La gestion de l’entreprise
Le chef d’entreprise doit définir la gestion économique de l’entreprise.
Il doit déterminer la cession, la fermeture, la mise au chômage technique, le rythme de production, les horaires de travail… il devra toutefois consulter le comité d’entreprise et le CHSCT dans certaines de ces démarches.
C’est également à lui que revient la gestion du personnel : les embauches et les licenciements, la répartition des tâches, l‘attribution des postes…
Il n’a cependant pas à demander l’accord préalable de ses salariés dans l’exercice de ce pouvoir.
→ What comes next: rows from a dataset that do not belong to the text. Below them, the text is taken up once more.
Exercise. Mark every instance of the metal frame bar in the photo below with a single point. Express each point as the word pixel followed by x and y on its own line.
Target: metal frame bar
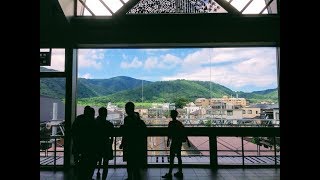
pixel 228 7
pixel 245 7
pixel 126 7
pixel 106 7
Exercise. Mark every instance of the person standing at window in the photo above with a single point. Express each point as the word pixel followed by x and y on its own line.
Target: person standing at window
pixel 177 135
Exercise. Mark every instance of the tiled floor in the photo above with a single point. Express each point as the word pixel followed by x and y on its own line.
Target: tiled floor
pixel 189 174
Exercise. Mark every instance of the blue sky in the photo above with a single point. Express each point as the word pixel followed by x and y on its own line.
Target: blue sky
pixel 240 69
À cette règle une exception : on ne peut modifier les conditions de travail des salariés protégés.
Le chef d’entreprise est réputé agir de bonne foi, dans l’intérêt de l’entreprise. Si les salariés contestent une de ces décisions, ce sera donc à eaux de prouver qu’elles ne sont pas justifiées par l’intérêt de l’entreprise.
Les limites au pouvoir de direction
Le chef d’entreprise est tenu au respect de la législation du travail, et plus généralement des droits fondamentaux de ses employés dans l’exercice de son pouvoir de direction.
Ainsi, le chef d’entreprise devra respecter la liberté d’expression, syndicale, le droit de grève…
Il ne devra pas procéder à des discriminations à l’embauche et dans sa gestion du personnel. Il est tenu au respect de la vie privée du salarié et au secret de ses correspondances.
Toutefois pour les entreprises de « tendance » (politiques, religieuses, syndicales…) les employés sont tenus au respect d’une certaine loyauté de pensée. Même si ils désapprouvent en leur fort intérieur la doctrine de l’entreprise, ils doivent cependant faire preuve de discrétion.